Sementara itu, Satgas Galapana DPR akan tetap membantu Tito menangani masalah yang sama, namun hanya sebagai perbantuan.
"Satgas Pemulihan Pascabencana DPR RI akan menyertai, untuk kemudian menjalankan fungsinya sebagai fungsi dari DPR tentunya, membantu mengkoordinasikan Satgas Pemerintah untuk mengeksekusi kebijakan-kebijakan di lapangan," ucap Dasco.
Keppres sudah terbit
Tito memaparkan, pihaknya baru menerima Keputusan Presiden (Keppres) mengenai pembentukan Satgas pada 9 Januari 2026, setelah diteken Presiden Prabowo pada 8 Januari 2026.
Tugas Satgas ini akan mempercepat rehabilitasi dan rekonstruksi pascabencana.

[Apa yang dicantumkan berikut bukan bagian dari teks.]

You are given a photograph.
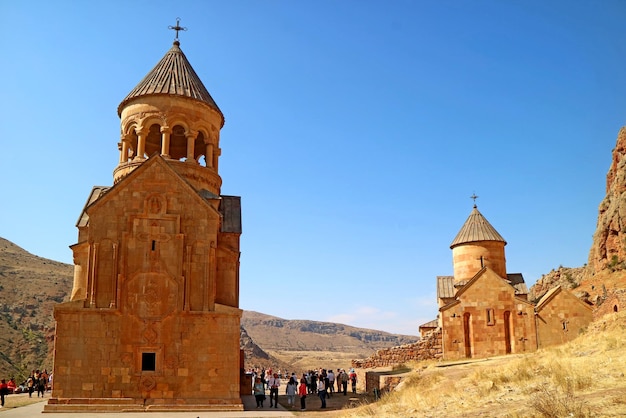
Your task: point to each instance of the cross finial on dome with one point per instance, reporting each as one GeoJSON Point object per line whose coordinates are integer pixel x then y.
{"type": "Point", "coordinates": [177, 28]}
{"type": "Point", "coordinates": [474, 197]}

"Tapi kita bekerja di tengah situasi yang masih ada tanggap darurat. Saya juga menyampaikan apresiasi kepada rekan-rekan Satgas yang telah melaksanakan tugas sehingga dapat menjalankan fungsi baik pengawasan, penganggaran, dan lain-lain lain yang sangat diperlukan dalam rangka untuk pemulihan mitigasi bencana ini," kata Tito.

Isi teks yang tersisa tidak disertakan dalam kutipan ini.